Your professional experience?

I did a scientific baccalaureate with an engineering sciences option(BacS-SI). I enjoyed the concrete side of the practical work. So I continued on a Physics & Technology Preparatory Class (PTSI-PT), for the concrete aspect that has always attracted me. Finally, I graduated from Arts & Métiers ParisTech in 2014, a generalist engineering school that combines theory and practice.

Your first experience with technology?

I started as a quality engineer on the Airbus A320 neo engine pylons, during their industrialization phase. This first experience allowed me to understand the basics of an aeronautical production line. Afterwards, I moved to support the assembly of the aircraft structure at ATR, before changing to the coordination out-of-sequence works.

What do you do today, and why?

After 6 years in aeronautical production support and following a first management experience, I am today Executive Assistant to a final assembly line executive manager. It's a 3-year development job where I can become aware of Airbus’major challenges, understand the mechanisms of high-level decision making, with a transverse vision of the activities.

Your strengths in this role?

I am organized, efficient, reliable with excellent synthesis skills. This is essential to anticipate, deal with confidential matters, and facilitate decision making.

Past challenges, failures and disappointments?

I was very well received in all the departments I worked in : Finding your place as a young woman engineer in production is not easy. It's a male-dominated environment and you have to prove twice as much as a man. On the other hand, it's challenging and motivating to be able to contribute to changing mentalities.

Best moments, successes you’re proud of?

I am proud to have managed a team of 20 technicians, from 3 different professions at 27 years old. It was a real challenge for me, especially during the COVID crisis with remote management.

People who helped, influenced -or made your life difficult?

Without hesitation, my twin sister ! Since we were little, there has been a positive emulation between us, we are challenging each other. She is also an engineer in the railway systems sector and she has always been a good advisor, even in professional situations.

Your hopes and future challenges?

In the future, I would like to give an international dimension to my career, still in aeronautics. I had the chance to do two six-month internships in engineering, in the USA and in Germany during my studies and I know that I could easily develop further there.

What do you do when you don’t work?

I love to travel and discover new cultures. It is extremely enriching. Also, I recharge my batteries by putting together puzzles! It is an activity that requires concentration and allows me to refocus. Finally, to let off steam and stay in shape, I also do Zumba

Your heroes -from History or fiction?

The first woman in the world to obtain her pilot's license in 1910, Elise Deroche, known as Baroness de Laroche. She had the courage to make herself known and recognized in a male world.

A saying or proverb you like in particular?

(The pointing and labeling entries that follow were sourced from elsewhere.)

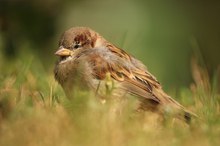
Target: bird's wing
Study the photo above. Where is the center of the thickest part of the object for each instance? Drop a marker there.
(130, 72)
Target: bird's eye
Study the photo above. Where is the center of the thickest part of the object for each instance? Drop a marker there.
(77, 45)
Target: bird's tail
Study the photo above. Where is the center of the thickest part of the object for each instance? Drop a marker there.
(171, 106)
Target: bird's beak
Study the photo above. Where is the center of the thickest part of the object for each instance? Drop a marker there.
(63, 52)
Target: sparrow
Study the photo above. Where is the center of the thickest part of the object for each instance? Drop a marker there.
(87, 61)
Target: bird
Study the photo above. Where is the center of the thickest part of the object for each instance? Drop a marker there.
(87, 61)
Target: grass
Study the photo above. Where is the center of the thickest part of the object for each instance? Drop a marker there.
(34, 111)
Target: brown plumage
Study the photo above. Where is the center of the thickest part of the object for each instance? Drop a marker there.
(85, 60)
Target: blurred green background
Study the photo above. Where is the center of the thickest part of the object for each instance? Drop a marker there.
(165, 35)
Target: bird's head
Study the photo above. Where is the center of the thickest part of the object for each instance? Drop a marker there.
(75, 40)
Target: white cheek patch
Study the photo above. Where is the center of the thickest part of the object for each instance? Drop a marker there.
(66, 59)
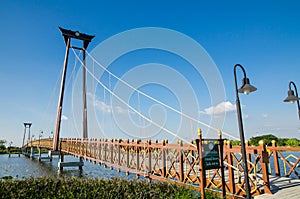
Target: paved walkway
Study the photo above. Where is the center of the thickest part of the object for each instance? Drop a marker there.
(282, 188)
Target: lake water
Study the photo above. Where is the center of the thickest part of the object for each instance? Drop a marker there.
(23, 167)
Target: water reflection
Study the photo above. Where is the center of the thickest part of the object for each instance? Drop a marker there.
(23, 167)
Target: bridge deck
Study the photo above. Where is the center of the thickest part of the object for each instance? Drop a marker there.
(282, 187)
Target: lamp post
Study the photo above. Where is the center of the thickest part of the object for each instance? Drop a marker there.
(292, 97)
(246, 88)
(40, 135)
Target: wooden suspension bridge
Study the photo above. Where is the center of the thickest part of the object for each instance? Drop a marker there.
(181, 163)
(186, 164)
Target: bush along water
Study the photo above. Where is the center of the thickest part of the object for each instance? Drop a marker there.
(47, 187)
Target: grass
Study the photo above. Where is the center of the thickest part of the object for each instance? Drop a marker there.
(48, 187)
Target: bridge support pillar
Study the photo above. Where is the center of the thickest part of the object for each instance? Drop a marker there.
(49, 157)
(32, 152)
(62, 164)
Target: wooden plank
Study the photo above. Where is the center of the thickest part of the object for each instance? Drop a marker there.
(282, 187)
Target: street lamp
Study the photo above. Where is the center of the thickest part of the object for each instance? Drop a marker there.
(246, 88)
(40, 135)
(292, 97)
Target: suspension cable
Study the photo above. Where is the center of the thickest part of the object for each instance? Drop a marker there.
(157, 101)
(134, 110)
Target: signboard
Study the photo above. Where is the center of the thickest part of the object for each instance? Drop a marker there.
(211, 156)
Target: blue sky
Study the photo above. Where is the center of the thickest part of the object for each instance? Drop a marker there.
(263, 36)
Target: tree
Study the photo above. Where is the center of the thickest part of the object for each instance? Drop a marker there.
(292, 142)
(2, 144)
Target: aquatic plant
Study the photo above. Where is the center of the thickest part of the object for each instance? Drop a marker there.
(48, 187)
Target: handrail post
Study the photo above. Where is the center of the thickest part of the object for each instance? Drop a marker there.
(149, 160)
(201, 164)
(180, 157)
(221, 149)
(264, 166)
(119, 154)
(275, 157)
(230, 169)
(163, 159)
(137, 157)
(112, 143)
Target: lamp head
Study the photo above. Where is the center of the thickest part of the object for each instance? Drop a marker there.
(291, 97)
(246, 87)
(77, 33)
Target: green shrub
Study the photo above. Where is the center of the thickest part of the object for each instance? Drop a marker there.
(91, 188)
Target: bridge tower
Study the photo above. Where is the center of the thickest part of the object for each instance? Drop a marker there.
(27, 126)
(68, 35)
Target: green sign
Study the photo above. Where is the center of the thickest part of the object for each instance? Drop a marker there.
(211, 156)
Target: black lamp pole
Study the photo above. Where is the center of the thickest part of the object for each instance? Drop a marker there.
(246, 88)
(291, 96)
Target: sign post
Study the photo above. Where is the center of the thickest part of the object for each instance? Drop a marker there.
(210, 153)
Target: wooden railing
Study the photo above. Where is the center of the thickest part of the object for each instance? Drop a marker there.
(179, 163)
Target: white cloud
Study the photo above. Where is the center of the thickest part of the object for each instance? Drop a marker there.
(220, 108)
(103, 107)
(245, 116)
(63, 117)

“I never lose. I either win or I learn.” Nelson Mandel

A book to take with you on a desert island

If I were stranded on a desert island, I think I would take the dictionary with me. It can be read and read again without knowing the end. It would also be an endlesssource of learning and would satisfy my need to learn something new every day

A message to young female professionals?

Some pioneer women had the courage to lead the way in Tech. It's up to all of us to continue this path. Dare! The Tech world is waiting for you!

THE CHATELET
QUESTIONNAIRE

The questionnaire answered by the Women of Tech is a variant of the Proust questionnaire, named not because Marcel Proust got lost in the Paris metro, but in memory of Emilie du Chatelet, a woman of letters, mathematician and physicist, renowned for her translation of Newton's Principia Mathematica and the dissemination of Leibniz's physics work. She was a member of the Academy of Sciences of the Bologna Institute. Emilie du Chatelet led a free and fulfilled life during the era of the Enlightenment and published a speech on happiness.